Di ujung cerita itu bisa dibayangkan, bahwa bila seseorang yang sudah dinyatakan sebagai tersangka, maka masyarakat mengangap bahwa yang bersangkutan sudah melakukan hal yang tidak benar, yaitu menggelapkan keuangan negara.
Atas statusnya seperti itu, teman-temannya sudah mulai menghindar. Siapapun tidak akan mau disebut sebagai teman orang yang telah ditetapkan sebagai tersangka oleh KPK. Mereka tidak akan bangga dan bahkan malu. Tidak sebatas temannya, lebih dari itu, adalah anak dan isterinya, keluarganya, dan bekas para anak buahnya terdahulu akan menanggung beban psikologis yang luar biasa besarnya.

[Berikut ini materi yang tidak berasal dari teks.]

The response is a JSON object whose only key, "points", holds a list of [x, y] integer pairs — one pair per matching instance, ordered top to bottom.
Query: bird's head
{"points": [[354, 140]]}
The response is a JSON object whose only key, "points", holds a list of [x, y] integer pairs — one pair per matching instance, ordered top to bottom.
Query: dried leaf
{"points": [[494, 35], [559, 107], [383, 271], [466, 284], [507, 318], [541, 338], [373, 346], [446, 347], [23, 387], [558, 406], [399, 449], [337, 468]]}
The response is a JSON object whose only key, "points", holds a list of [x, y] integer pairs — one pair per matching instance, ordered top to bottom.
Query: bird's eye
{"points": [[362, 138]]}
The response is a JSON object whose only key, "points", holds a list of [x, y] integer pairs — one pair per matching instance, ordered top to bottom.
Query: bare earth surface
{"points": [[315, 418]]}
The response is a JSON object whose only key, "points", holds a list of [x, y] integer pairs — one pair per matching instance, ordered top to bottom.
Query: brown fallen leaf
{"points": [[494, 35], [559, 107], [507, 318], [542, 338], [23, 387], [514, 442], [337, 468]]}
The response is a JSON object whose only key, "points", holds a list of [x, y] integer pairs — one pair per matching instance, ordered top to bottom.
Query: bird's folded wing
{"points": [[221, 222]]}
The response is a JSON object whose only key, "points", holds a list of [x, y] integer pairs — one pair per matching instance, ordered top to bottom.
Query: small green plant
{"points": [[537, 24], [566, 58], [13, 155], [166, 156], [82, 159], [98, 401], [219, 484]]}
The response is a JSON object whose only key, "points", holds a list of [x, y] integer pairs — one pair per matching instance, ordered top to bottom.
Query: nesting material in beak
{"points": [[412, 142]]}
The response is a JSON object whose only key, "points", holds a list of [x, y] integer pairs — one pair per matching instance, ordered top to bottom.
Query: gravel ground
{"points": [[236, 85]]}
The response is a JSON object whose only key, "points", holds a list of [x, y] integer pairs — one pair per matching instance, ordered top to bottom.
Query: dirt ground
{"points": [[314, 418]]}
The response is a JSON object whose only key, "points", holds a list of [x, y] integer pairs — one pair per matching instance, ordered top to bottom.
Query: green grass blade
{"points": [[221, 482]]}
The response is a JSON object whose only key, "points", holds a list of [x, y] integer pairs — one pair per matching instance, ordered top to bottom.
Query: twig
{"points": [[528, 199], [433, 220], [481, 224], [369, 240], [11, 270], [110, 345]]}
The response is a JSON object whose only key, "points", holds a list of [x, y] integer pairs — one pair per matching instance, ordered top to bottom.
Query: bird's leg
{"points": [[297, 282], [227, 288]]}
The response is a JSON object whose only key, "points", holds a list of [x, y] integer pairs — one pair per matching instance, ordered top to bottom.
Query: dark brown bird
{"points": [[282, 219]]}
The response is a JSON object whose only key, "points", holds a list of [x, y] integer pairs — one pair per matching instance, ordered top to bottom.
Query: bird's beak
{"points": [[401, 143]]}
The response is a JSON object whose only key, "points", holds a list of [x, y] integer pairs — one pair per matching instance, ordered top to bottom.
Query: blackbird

Selanjutnya, akan lebih menderita lagi, manakala yang bersangkutan menjadi nara pidana atau dipenjara. Sepulang menjalani hukuman, ia akan kehilangan segala-galanya. Kepercayaan, harga diri, martabat, jasa baik, dan apapun yang dimiliki termasuk sejarah kehebatan pendidikan yang telah ditempuh itu akan hilang dengan sendirinya. Tidak bisa dibayangkan, betapa besarnya penderitaan yang harus ditanggung oleh orang yang semula menjadi pejabat, namun kemudian dipenjara. Oleh karena itu, kemuliaan yang paling hakiki adalah kemuliaan menurut ukuran Tuhan, yaitu apa yang disebut dengan taqwa. Puasa di
bulan Ramadhan mengantarkan orang yang beriman untuk mendapatkan kemuliaan yang hakiki itu. Kemuliaan yang hakiki inilah yang seharusnya diburu dan diperjuangkan. Wallahu a’lam.